Battery: you can leave the charger at home

The Moto G Play (2021) packs the same large 5,000mAh battery as the more expensive Moto G Power (2021), and the results are predictably fantastic. The combination of this large battery with lower power consumption due to lower specs is a real winner.

I was able to charge two or three days in a row during the week with the phone, and the fast charging support means you can back up very quickly.

To really test the battery, I connected to Wi-Fi, turned off Bluetooth and the cellular modem, and set the phone to stream YouTube videos on a continuous loop.

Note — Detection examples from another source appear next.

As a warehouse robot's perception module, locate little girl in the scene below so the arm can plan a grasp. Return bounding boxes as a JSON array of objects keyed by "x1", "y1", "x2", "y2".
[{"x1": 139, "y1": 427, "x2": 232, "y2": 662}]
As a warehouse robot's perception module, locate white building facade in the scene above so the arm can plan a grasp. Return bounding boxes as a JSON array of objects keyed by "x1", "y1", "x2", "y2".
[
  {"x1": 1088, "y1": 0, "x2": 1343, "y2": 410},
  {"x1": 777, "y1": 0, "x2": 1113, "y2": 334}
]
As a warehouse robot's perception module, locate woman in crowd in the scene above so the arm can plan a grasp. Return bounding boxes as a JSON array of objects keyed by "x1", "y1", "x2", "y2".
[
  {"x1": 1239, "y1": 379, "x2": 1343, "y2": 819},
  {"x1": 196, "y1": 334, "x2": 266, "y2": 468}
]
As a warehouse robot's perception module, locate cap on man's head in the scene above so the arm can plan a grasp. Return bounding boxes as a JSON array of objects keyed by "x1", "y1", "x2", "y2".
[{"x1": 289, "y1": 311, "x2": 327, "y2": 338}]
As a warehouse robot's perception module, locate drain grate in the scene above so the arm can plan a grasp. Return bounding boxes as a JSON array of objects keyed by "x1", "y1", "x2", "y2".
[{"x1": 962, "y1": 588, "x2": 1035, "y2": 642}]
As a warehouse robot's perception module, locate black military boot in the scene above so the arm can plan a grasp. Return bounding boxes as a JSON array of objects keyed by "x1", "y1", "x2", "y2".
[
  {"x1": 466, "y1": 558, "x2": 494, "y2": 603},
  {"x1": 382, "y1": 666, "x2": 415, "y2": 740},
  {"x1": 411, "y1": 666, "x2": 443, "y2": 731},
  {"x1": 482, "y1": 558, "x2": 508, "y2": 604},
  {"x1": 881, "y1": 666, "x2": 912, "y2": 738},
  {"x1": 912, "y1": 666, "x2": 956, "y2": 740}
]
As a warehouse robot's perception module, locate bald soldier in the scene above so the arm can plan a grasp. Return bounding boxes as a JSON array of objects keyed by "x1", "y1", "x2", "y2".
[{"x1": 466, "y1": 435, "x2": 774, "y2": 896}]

The Moto G Play lasted over 18 hours of seamless video streaming before it finally shut down. Despite the price difference, it is longer than the Moto G Power.


Software: Android 10 with guaranteed operating system update

The Moto G Play (2021) comes with the Motorola version of Android 10 and its My UX user interface. It works almost exactly like Android 10 with a few additions, which is good. But it’s Android 10, which isn’t great.

While Motorola is guaranteed to have at least one OS update, which is not always a given for phones in this price range, moving to Android 11 will consume this update.

Final judgment

The Moto G Play is a great phone for the price, with pretty decent performance and fantastic battery life. If you’re on a tight budget and the Moto G Play is just below the line, there’s no doubt about it: pull the trigger. If you can squeeze a little more space into your budget, consider upgrading to the Moto G Power (2021), which offers better performance and a better display for a small additional investment.